Effective JavaScript String Encoding Item 7

Source: Internet
Author: User

this series as effective JavaScript 's reading notes.

filedUnicode, maybe a lot of programmers will find this thing cumbersome, but in essence,Unicodeis not complicated. Every word in every language in the world is represented by an integer value, and the range is0to the1114111, this value isUnicodeThe term is calledCode Point. On the mapping of characters to shaping values,Unicodeand other coding methods such asASCIIthere is no difference.

However, Unicode There are many ways to encode, and ASCII there is only one way:

Character

Encoding method

ascii

ascii Encoding, e.g.

Unicode

UTF-8, UTF-16, UTF-32, etc

So why Unicode How many encodings do you have? Because the time and space requirements for the operation are not the same in different situations.

and at the beginning of the design,Unicodeestimate all theCode Pointscan be2of the -the second party, i.e.65536to express. This is the way to encodeUCS-2, it is the original forUnicodeof the -bit encoding method. By this way, each of theCode Pointcan use a -is represented by the value of the bit, which is referred to asCode Unit. The advantage of this representation is that theUnicodethe index operation of a string can be done in constant time, because all characters are -bit, i.e.2bits of the expression.

because of the convenience of this coding method, some platforms such as Java , JavaScript have adopted it. As a result,each character of aJavaScript string is represented by 2 bits.

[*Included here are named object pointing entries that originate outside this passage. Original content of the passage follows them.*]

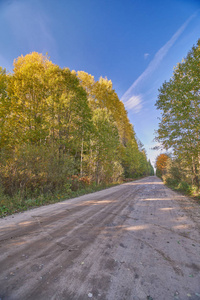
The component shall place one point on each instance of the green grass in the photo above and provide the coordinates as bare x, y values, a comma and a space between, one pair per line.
15, 204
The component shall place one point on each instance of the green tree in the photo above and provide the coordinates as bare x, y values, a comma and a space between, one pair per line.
179, 101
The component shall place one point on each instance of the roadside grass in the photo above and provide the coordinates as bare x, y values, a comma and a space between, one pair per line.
17, 203
185, 189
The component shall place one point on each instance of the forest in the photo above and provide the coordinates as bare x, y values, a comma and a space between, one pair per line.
179, 127
61, 131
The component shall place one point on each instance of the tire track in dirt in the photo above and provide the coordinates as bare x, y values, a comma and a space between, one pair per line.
133, 241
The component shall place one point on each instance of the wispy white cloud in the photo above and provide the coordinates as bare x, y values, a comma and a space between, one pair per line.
131, 95
134, 103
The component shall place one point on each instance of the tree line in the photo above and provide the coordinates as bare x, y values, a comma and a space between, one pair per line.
179, 127
61, 129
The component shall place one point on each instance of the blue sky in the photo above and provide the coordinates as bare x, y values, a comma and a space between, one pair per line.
135, 43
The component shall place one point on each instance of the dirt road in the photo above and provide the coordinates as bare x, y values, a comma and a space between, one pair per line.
135, 241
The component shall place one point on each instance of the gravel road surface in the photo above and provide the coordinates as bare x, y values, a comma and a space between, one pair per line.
138, 241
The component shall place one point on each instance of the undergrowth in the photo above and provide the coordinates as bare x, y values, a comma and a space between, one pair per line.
17, 203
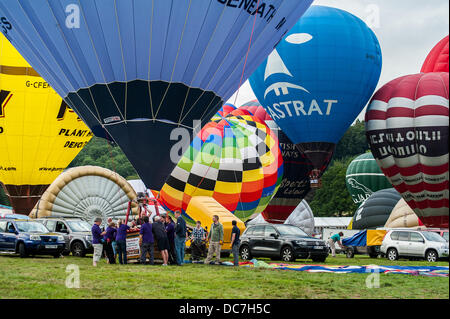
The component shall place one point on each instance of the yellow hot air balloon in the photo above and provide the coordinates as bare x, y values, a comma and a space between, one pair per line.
39, 134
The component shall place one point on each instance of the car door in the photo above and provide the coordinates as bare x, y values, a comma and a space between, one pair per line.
10, 237
2, 234
416, 246
271, 244
255, 241
403, 243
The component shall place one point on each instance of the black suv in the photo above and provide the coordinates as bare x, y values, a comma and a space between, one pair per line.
287, 242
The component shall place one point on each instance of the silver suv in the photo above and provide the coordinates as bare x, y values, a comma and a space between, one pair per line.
76, 232
413, 243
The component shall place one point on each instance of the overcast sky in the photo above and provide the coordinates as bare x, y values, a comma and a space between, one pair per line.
406, 29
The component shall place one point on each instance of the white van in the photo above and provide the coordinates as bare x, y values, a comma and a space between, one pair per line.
413, 243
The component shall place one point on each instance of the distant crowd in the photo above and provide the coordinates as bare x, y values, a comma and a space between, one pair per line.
170, 238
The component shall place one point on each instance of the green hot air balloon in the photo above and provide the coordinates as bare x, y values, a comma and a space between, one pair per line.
364, 177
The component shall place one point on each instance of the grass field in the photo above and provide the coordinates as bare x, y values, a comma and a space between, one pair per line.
45, 277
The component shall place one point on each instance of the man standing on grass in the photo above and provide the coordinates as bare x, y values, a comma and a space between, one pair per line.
336, 238
97, 237
235, 241
180, 237
147, 241
215, 238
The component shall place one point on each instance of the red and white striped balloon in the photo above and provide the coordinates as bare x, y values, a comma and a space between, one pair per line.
407, 130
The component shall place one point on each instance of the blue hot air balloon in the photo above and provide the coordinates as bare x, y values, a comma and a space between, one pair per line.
318, 79
147, 72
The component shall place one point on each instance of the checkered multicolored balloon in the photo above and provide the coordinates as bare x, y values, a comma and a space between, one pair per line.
234, 159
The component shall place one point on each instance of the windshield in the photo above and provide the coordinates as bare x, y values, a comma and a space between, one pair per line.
433, 237
79, 225
31, 227
287, 230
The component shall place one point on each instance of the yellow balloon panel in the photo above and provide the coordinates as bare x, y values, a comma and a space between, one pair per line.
39, 134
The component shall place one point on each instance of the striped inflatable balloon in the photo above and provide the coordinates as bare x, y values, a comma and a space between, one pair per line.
236, 160
407, 129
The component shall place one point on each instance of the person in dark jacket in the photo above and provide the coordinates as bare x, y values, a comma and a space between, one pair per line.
97, 238
180, 238
159, 231
109, 238
147, 241
170, 230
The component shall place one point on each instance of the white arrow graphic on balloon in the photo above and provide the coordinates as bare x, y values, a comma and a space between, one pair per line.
275, 65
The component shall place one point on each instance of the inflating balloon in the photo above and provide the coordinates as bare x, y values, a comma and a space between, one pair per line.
296, 168
402, 216
318, 79
375, 211
235, 160
302, 217
407, 129
86, 192
147, 72
364, 177
39, 134
437, 59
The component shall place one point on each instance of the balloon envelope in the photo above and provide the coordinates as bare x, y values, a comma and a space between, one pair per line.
236, 160
437, 59
375, 211
147, 72
296, 168
364, 177
39, 134
407, 129
318, 79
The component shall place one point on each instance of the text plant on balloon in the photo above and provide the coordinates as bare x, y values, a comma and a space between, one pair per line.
148, 72
407, 129
39, 134
318, 79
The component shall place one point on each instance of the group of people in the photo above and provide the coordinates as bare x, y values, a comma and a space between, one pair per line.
170, 238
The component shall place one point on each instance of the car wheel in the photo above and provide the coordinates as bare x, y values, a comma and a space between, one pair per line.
287, 254
245, 253
78, 249
431, 256
392, 254
22, 250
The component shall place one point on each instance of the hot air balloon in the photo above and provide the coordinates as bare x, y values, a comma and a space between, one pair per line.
86, 192
364, 177
235, 160
375, 211
302, 217
147, 72
437, 59
296, 168
318, 79
402, 216
39, 134
407, 129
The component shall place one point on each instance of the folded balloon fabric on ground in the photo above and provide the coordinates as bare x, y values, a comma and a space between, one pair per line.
435, 271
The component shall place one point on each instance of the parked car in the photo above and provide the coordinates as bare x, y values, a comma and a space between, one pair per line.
29, 237
76, 232
285, 242
411, 243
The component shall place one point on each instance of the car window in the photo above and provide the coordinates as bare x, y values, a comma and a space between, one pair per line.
415, 237
51, 225
433, 236
259, 231
394, 235
60, 226
403, 235
269, 230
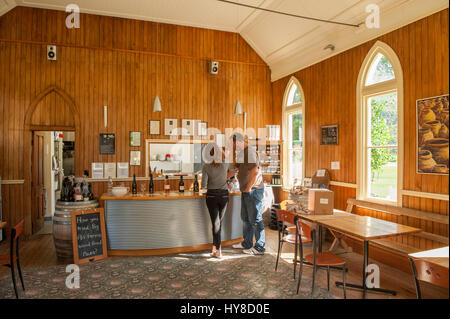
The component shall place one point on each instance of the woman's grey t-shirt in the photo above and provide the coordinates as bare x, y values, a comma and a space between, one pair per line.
215, 177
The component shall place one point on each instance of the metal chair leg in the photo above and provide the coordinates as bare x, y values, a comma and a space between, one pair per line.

and asUnicodethe extension of the character set,65536has not satisfied the demand, at presentUnicodethe number of characters in the character set has exceeded2of the -The second party. As a result, the newly added parts are organized into -a2of the -Sub-range consisting of the second party. (* 2^16 = 1114112, so the currentUnicodeof theCode PointRange is0-1114111)

the first child range to accommodate the original UCS-2 in the character set, it is also known as Basic Multilingual Plane (BMP) . The remainder of the range is called supplementary Planes.

in order to represent more characters, UCS-2 's successor UTF-16 , is designed like this:

forCode Pointgreater than or equal65536the characters, by a pair of -bit ofCode Unitrepresentation. ForCode Pointless than65536character, or just need to1a -bit ofCode Unitrepresentation. Therefore,UTF-16is a variable-length coding method, so theCode PointdoIndexingThe operation is not a constant time. It usually needs to be searched backwards from the beginning of the string.

forJavaScript, the string'slengthProperties,charAtas wellcharCodeAtmethods, all inCode Uniton the basis of work rather thanCode Point. Therefore, whenJavaScriptneed to be expressed forSupplementary Planein theCode Point, it will use twoCodeUnitto say, in short:

JavaScript string is by - bit of Code Unit composed of.

So, when you need to deal with BMP outside the Code Point can cause problems, because you can't rely on length Properties, charAt as well charCodeAt method. It is time to consider using some mature third-party libraries.

Summarize:

  1. Java Script 16 bit code Unit composition, Instead of unicode Code point the composition.
  2. 65536 code point javascript code Units surrogate Pair
  3. Surrogate Pair length charat charcodeat The way it works.
  4. processing Code Point more than 65535 string, consider using a third-party library and consult its documentation.


Contact Us

The content source of this page is from Internet, which doesn't represent Alibaba Cloud's opinion; products and services mentioned on that page don't have any relationship with Alibaba Cloud. If the content of the page makes you feel confusing, please write us an email, we will handle the problem within 5 days after receiving your email.

If you find any instances of plagiarism from the community, please send an email to: info-contact@alibabacloud.com and provide relevant evidence. A staff member will contact you within 5 working days.

A Free Trial That Lets You Build Big!

Start building with 50+ products and up to 12 months usage for Elastic Compute Service

  • Sales Support

    1 on 1 presale consultation

  • After-Sales Support

    24/7 Technical Support 6 Free Tickets per Quarter Faster Response

  • Alibaba Cloud offers highly flexible support services tailored to meet your exact needs.